Breaking News

Manfaat Vaksinasi ke Pekerja Migran Indonesia Menurut Dr. Tirta

Indonesia masih terbilang cukup rendah tingkat vaksinasinya jika dibandingkan dengan negara lain di dunia, terutama Asia. Tercatat, baru 8,6% warga Indonesia yang saat ini sudah divaksinasi.

Dengan persentase tersebut, agar sulit untuk Indonesia dapat mencapai kekebalan kelompok (herd Immunity) pada akhir tahun, Terlebih efektivitas vaksin Covid-19 yang dinilai bertahan hanya selama setahun.

“Kalau kita bicara perkembangan Covid-19 di dunia sekarang, vaksinasi ada tapi umumnya di negara maju seperti Inggris, Amerika Serikat, mereka sudah membicarakan booster,” kata Dr. Tirta. Menurutnya, negara maju di Asia seperti Jepang, tingkat vaksinasinya juga masih cukup rendah, yakni 38% sedangkan di Indonesia baru 8,6%.

Dr. Tirta juga mengatakan, wajar jika negara maju seperti Inggris dan Amerika Serikat membahas booster karena hampir semua warganya sudah divaksin penuh (dua dosis). “Kasus tetap akan naik, tapi angka kematian mereka bisa ditekan. Jadi, kasus tetap ada bahkan meningkat namun gejalanya ringan,” terangnya dalam webinar yang diselenggarakan oleh KBRI Muscat.

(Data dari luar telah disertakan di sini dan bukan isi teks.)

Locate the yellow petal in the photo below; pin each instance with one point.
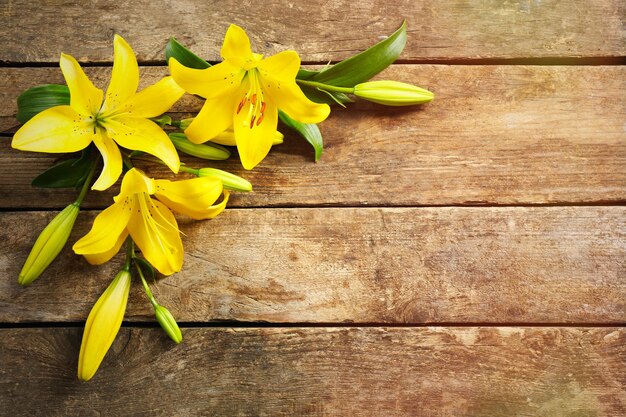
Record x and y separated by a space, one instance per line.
278 75
215 116
106 230
215 81
102 325
85 98
100 258
254 136
55 130
190 197
135 182
124 77
216 209
112 159
283 65
154 100
143 135
155 231
236 46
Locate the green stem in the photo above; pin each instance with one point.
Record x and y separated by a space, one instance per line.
326 87
83 191
145 285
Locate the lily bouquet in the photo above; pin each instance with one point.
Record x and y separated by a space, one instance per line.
114 132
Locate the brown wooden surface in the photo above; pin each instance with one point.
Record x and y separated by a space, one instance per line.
452 372
319 30
494 135
361 285
370 265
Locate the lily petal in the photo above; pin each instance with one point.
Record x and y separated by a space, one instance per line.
100 258
112 159
85 98
290 99
154 100
135 181
215 81
124 77
278 75
55 130
255 137
215 116
143 135
190 197
106 230
155 231
283 65
236 46
102 325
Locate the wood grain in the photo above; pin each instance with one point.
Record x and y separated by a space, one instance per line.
442 371
493 135
404 265
319 30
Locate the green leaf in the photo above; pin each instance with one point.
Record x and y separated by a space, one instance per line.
305 74
162 121
39 98
308 131
184 55
71 173
321 96
365 65
145 267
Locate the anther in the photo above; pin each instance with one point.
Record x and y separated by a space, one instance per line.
241 105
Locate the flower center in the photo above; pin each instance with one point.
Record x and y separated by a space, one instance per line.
254 101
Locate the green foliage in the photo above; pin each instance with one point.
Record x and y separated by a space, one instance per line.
183 55
362 66
71 173
39 98
308 131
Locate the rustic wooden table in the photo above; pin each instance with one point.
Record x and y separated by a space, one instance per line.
464 258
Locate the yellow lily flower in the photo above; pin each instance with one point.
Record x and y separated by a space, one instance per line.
121 119
149 222
245 91
102 325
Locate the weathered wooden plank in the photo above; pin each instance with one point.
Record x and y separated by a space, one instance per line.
438 265
485 372
494 135
319 30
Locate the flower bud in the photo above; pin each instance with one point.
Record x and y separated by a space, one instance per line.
230 181
227 138
102 325
392 93
168 323
48 245
204 150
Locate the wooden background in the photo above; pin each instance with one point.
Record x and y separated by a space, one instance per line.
463 258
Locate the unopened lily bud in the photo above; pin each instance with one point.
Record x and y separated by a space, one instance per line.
393 93
168 323
102 325
204 150
227 138
230 181
48 245
162 121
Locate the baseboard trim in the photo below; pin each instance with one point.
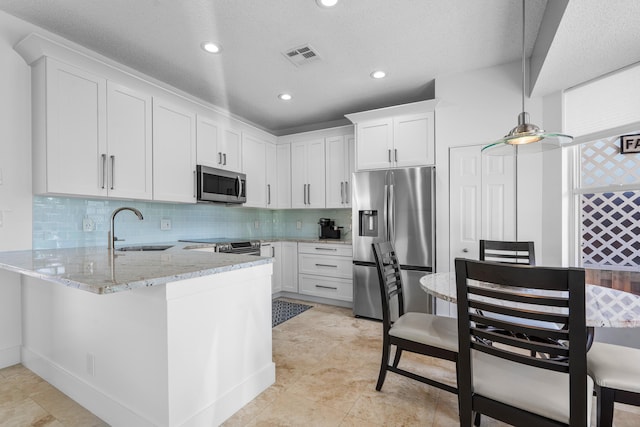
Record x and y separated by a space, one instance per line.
9 356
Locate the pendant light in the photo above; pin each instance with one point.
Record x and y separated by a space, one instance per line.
526 137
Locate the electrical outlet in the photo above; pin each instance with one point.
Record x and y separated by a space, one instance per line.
88 224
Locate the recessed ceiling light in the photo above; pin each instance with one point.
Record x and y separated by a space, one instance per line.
326 3
211 47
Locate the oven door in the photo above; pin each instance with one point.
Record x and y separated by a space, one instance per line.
217 185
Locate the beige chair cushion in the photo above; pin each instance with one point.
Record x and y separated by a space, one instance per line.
437 331
614 366
535 390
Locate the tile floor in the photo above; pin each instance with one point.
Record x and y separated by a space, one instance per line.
326 368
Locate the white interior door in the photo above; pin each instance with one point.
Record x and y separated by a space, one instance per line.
481 204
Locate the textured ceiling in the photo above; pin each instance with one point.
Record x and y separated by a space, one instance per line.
414 41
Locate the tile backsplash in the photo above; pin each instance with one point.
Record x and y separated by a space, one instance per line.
58 222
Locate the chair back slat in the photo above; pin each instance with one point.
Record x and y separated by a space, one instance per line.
519 297
552 347
546 294
543 316
391 280
507 252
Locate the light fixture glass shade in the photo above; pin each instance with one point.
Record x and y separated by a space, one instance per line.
528 137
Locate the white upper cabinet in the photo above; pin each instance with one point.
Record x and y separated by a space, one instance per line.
308 174
339 167
283 176
69 130
174 152
218 146
129 143
398 136
254 152
272 175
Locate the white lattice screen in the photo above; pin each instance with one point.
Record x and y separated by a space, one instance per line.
610 219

Dr. Tirta menegaskan vaksin dibuat bukan agar kita tidak terinfeksi Covid-19 sama sekali melainkan untuk menekan angka kematian. “Jika Anda terinfeksi Covid-19 yang Anda rasakan bukan gejala yang parah, tapi ringan. Vaksin ini bisa membantu menekan angka kematian,” imbuhnya.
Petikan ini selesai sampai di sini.